June 7 (Bloomberg) -- Vietnam’s central bank will cut the dong deposit rate cap by two percentage points next week as policy makers attempt to revive the economy after inflation slowed to the lowest since 2010.
The cap will be 9 percent from 11 percent currently and will take effect June 11, State Bank of Vietnam Governor Nguyen Van Binh told the National Assembly today. The reduction is in line with easing consumer price gains and will support companies, Binh said, adding that declines in borrowing costs still don’t “meet the needs of businesses.”
A slowdown in the Vietnamese economy is hurting companies amid a credit crunch after the central bank raised borrowing costs last year to fight what was then the fastest inflation in Asia. Gross domestic product grew 4 percent in the first quarter, the slowest since 2009, and the pace of expansion for the full year may be in a range of 5.2 percent to 5.5 percent, Deputy Minister of Planning & Investment Cao Viet Sinh, said in an interview this week.
“The central bank is trying to reduce the funding cost of banks, hoping that banks will pass on the benefit to the ultimate consumer,” said Prakriti Sofat, a Singapore-based economist at Barclays Plc. “The move will likely encourage more consolidation in the banking sector, in line with what the central bank wants, since weak banks may find it difficult to source funding.”
The central bank move aims to increase lending, she said.
Access to Funds
Companies are still finding it hard to access cheap funds from banks, Nguyen Thi Kim Ngan, deputy chairwoman of the legislative body said today. Current lending rates are currently as high as 18.5 percent, the State Bank of Vietnam said in a statement on its website yesterday.
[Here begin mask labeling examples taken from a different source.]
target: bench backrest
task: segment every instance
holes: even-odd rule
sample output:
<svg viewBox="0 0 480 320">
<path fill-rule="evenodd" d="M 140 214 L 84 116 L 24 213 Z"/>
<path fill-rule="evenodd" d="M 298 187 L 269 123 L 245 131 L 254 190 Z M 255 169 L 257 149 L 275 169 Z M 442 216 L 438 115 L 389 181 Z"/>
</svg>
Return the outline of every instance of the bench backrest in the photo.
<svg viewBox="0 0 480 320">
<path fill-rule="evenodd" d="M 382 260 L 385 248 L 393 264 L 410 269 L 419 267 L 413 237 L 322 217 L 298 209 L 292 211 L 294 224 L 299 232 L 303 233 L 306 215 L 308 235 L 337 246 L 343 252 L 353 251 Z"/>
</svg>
The central bank lowered its refinancing rate, discount rate and repurchase rate by one percentage point in each of the last three months.
The Vietnamese government asked the central bank to speed up lending-rate cuts after consumer-price gains eased, according to a resolution on the government website May 10. Inflation slowed to a 21-month low of 8.34 percent in May. Binh forecasts consumer prices will rise 0.2 percent in June from May.
“If this is followed by cuts in other policy rates, it might be interpreted that the government is over-concerned about stimulating growth,” said Kevin Snowball, the Ho Chi Minh City-based chief executive of PXP Vietnam Asset Management. “If this is not followed by cuts in other policy rates, then it creates more of a net interest margin, which may encourage banks to make more loans.”
The central bank has injected about 180 trillion dong ($8.6 billion) into the economy, Binh said, calling it a “huge” amount.
“Liquidity in the banking system has improved significantly,” he said.
The Southeast Asian economy will grow at least 5.2 percent this year, Binh said. The year-end inflation rate is forecast to be 7 percent to 8 percent, he said today.